Well, things are not so simple. Under the best conditions, we may enjoy those benefits, but under more adverse conditions, natural gas can be a greater generator of greenhouse gases than coal, it can wreak massive local environmental destruction, and it can undermine energy efficiency and renewability. And without a strong set of policies to guide natural-gas development, the worst case is far more likely.
Start with climate change: Generating a kilowatt-hour of electricity with a natural-gas turbine emits only about half as much carbon dioxide as generating the same amount at a coal plant. That's pretty good. But unburned natural gas turns out to be a very powerful greenhouse gas: One molecule of leaked gas contributes as much to global warming as 25 molecules of burned gas. That means that if the system for the exploration, extraction, compression, piping, and burning of natural gas leaks even 2.5 percent of the total, it's as bad as coal.
So, how much does the gas system leak? No one knows. Estimates range from 1.5 percent to as much as 8 percent. Even near the low end of that range, gas can be as bad as coal. And whatever the leakage in the U.S. system, it is likely to be far worse in, say, Russia.
This gives us Rule One for smart natural-gas development: No leaks. We have to know for certain that the whole process is tight and will stay that way.
There's more we need to ensure because of the economics of energy systems and how they drive choices in the electricity system. It starts with a basic economic truth: Once a coal-fired plant is built, it is incredibly cheap to run. So, once built, our coal plants run forever. The median age of a coal plant in the United States is 44 years, and fully a third of them were built during or before the Eisenhower administration.
What this means is that when we add new natural-gas power plants to the electricity system, they do not, through pure market forces, displace coal. Instead, they displace other new alternatives, which generally means new renewable energy. If gas is displacing zero-CO2 renewables, well, that's hardly a victory. So, Rule Two: Use gas to shut down old coal.
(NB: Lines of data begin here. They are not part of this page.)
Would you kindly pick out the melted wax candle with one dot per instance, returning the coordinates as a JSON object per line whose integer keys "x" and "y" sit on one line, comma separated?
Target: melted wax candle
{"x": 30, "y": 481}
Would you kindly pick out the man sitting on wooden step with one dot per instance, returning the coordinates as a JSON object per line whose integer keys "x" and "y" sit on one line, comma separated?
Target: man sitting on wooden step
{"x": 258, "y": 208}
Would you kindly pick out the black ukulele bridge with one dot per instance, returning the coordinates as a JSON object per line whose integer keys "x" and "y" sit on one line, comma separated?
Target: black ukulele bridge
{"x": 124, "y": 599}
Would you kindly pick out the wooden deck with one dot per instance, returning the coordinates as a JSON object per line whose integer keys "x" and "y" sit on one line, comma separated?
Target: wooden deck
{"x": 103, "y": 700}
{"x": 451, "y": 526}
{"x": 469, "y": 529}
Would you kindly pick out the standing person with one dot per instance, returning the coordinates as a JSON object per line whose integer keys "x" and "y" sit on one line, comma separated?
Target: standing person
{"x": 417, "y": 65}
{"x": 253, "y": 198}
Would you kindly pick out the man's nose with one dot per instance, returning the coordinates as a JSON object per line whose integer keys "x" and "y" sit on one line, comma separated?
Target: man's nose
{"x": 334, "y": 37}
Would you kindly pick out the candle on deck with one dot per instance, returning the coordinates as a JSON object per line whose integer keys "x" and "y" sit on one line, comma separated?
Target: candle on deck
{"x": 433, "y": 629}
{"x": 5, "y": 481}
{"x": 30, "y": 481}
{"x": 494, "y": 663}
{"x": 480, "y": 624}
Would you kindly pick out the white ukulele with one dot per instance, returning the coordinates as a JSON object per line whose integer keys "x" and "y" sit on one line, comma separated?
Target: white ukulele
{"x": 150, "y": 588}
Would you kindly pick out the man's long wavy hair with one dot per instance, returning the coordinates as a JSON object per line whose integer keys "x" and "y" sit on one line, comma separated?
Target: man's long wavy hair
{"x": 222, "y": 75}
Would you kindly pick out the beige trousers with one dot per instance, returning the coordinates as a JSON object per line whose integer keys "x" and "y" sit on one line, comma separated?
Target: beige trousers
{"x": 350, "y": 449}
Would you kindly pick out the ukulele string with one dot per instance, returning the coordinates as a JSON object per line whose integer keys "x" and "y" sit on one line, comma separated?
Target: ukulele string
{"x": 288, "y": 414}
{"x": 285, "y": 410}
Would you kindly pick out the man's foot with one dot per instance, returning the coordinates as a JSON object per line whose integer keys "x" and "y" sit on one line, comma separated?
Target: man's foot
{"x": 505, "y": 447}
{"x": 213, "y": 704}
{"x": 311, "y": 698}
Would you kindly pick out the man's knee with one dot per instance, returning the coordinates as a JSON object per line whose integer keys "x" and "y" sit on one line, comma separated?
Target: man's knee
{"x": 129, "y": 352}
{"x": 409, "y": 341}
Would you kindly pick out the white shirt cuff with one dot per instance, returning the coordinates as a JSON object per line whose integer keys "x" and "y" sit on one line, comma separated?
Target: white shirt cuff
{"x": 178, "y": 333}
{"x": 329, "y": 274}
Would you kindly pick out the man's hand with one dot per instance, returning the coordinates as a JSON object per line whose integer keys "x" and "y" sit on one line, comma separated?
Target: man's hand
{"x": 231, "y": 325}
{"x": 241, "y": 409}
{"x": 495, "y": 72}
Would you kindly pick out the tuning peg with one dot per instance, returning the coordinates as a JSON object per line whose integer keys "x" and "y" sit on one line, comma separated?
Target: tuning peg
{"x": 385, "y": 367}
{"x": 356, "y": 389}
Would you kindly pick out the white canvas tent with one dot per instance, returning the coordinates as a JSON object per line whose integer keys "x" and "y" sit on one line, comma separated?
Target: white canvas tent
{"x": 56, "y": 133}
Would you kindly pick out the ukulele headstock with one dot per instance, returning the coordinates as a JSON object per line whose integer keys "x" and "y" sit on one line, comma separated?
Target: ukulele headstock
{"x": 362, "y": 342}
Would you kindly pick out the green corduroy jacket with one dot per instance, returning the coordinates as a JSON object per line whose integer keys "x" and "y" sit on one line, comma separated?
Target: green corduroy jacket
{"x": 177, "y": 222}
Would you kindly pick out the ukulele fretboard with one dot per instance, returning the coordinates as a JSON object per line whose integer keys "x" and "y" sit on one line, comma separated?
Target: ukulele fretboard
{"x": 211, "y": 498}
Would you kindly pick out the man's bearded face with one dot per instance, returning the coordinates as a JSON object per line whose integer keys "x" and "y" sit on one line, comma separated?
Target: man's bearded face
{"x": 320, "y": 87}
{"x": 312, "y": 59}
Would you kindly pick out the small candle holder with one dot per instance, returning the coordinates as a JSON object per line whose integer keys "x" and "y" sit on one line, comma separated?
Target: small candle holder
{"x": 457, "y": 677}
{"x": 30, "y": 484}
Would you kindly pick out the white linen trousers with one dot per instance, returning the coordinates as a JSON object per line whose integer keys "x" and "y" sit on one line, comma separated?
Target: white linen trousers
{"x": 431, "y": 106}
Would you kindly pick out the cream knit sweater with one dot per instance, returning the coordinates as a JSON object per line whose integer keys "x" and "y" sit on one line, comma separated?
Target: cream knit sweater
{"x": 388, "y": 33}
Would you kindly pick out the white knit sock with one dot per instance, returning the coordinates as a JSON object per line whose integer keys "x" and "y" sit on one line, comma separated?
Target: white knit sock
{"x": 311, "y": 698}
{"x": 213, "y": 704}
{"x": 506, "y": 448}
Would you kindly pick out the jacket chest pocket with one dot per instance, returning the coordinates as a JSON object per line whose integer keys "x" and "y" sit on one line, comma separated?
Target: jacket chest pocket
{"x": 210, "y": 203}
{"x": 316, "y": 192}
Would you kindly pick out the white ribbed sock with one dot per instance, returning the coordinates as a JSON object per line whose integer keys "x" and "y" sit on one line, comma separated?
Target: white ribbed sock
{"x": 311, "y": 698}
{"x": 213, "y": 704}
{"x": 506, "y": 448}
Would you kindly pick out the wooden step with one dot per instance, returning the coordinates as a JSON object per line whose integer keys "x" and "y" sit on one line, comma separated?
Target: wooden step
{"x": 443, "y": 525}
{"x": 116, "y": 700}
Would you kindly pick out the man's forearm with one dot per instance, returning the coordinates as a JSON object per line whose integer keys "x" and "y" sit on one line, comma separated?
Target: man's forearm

The final three rules have to do with local environmental conditions. We have all seen the films of people's tap water catching fire after a gas well was put in nearby. That's because of lousy construction: Bad well casings allow gas to leak into an aquifer. They can also allow contamination with fluids used in hydraulic fracturing. Rule Three: Strong standards for wells, with effective monitoring and enforcement.
Then there is the damage that wells can do to the drilling site. Many wells extract brackish water and other nasty by-products, like benzene and toluene, from deep underground, and spill the mixture onto nearby farmlands - literally salting the earth. The water is a large-scale by-product of gas extraction, and, at the request of then-Vice President Dick Cheney's energy task force, it is exempted from any regulations under the Clean Water Act. Rule Four: Don't allow these toxic streams to poison the land.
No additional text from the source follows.